52 is pretty young but it sounds as if his COPD is pretty bad if the doctors are saying that he can't have surgery because of it. They even do surgery to alleviate symptoms of COPD sometimes but I don't know details about that.

Hopefully, he's quit smoking.

Pat's advice on getting to a bladder cancer specialist center is the best advice there is. They deal with bladder cancer of all stages and grades every single day. If he was only just referred to the oncologist last week, it doesn't seem like there could be that much attachment to him/her already.
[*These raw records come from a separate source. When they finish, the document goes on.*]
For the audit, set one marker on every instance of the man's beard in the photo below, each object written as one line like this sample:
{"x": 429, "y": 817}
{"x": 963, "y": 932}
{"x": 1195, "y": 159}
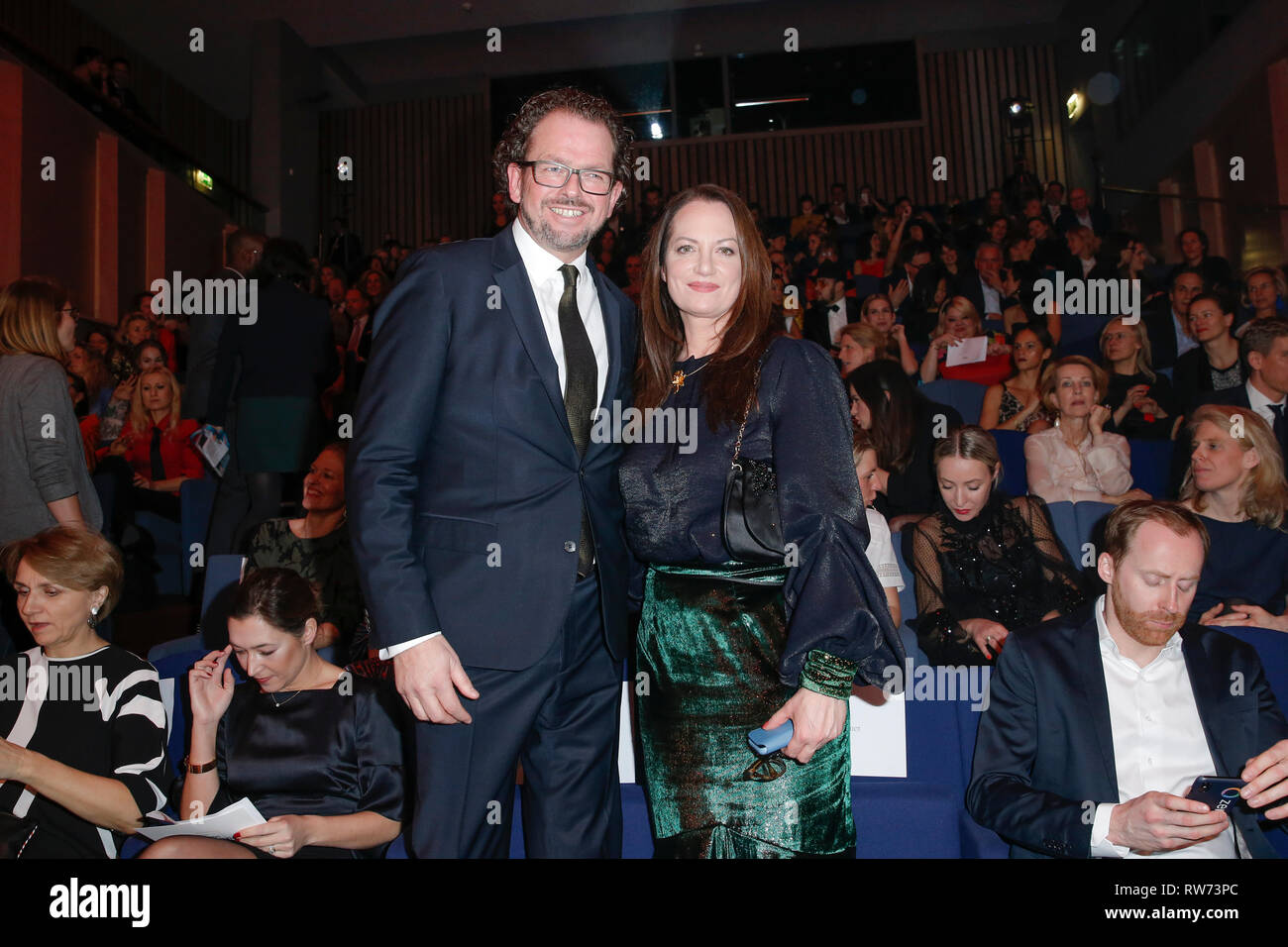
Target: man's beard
{"x": 553, "y": 240}
{"x": 1136, "y": 624}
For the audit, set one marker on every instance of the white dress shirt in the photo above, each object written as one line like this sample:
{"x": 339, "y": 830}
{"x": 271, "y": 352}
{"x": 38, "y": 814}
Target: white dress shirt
{"x": 1261, "y": 403}
{"x": 881, "y": 552}
{"x": 1159, "y": 744}
{"x": 542, "y": 268}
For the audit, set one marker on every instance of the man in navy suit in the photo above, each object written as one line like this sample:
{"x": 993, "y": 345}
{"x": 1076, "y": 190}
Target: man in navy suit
{"x": 485, "y": 523}
{"x": 1099, "y": 724}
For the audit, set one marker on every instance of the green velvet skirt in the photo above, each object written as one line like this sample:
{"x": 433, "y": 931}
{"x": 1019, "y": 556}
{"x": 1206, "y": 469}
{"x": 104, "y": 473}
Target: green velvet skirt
{"x": 709, "y": 641}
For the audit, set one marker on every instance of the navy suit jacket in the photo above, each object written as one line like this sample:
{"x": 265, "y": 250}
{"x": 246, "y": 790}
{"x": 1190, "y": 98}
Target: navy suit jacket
{"x": 464, "y": 487}
{"x": 1044, "y": 745}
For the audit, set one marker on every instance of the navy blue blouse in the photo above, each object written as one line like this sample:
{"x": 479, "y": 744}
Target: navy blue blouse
{"x": 1247, "y": 562}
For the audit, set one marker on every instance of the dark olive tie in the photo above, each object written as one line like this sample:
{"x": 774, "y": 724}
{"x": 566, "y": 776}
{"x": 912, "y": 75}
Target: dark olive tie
{"x": 581, "y": 388}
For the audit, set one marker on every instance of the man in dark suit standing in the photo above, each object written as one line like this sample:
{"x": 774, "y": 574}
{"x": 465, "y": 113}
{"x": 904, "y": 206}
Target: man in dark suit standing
{"x": 1099, "y": 723}
{"x": 243, "y": 252}
{"x": 1265, "y": 351}
{"x": 485, "y": 523}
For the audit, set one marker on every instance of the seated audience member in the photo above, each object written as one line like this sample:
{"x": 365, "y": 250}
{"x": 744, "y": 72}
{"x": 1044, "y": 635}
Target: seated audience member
{"x": 986, "y": 564}
{"x": 957, "y": 322}
{"x": 84, "y": 770}
{"x": 156, "y": 444}
{"x": 316, "y": 749}
{"x": 806, "y": 221}
{"x": 906, "y": 425}
{"x": 1193, "y": 247}
{"x": 375, "y": 286}
{"x": 880, "y": 547}
{"x": 1215, "y": 365}
{"x": 1141, "y": 401}
{"x": 1017, "y": 402}
{"x": 1168, "y": 322}
{"x": 861, "y": 344}
{"x": 1265, "y": 351}
{"x": 877, "y": 311}
{"x": 1235, "y": 483}
{"x": 317, "y": 547}
{"x": 1077, "y": 459}
{"x": 1099, "y": 724}
{"x": 1263, "y": 295}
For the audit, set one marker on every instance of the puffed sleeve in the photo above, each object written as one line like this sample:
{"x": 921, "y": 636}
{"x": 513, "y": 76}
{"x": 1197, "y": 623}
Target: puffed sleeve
{"x": 378, "y": 742}
{"x": 1109, "y": 459}
{"x": 835, "y": 603}
{"x": 140, "y": 757}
The best outcomes come at major bladder cancer hospitals and Pat knows all of the best ones.

Clearly your dad already knows that the 'doing nothing' option is certain death and probably not that terribly far down the road.

Where he goes for treatment has everything to do with the quality of care he will receive, the recommendations for treatment he receive, and the outcome of treatment.

I can't really advise on what's best between chemo, radiation, or a combination of the two. I'm 50 and had my bladder out a bit over a year ago and am doing fine. They said I had some signs of COPD but not to the point of needing oxygen. It is clearly very different though as I was just barely stage 2 when I had my bladder removed and they made a new bladder for me.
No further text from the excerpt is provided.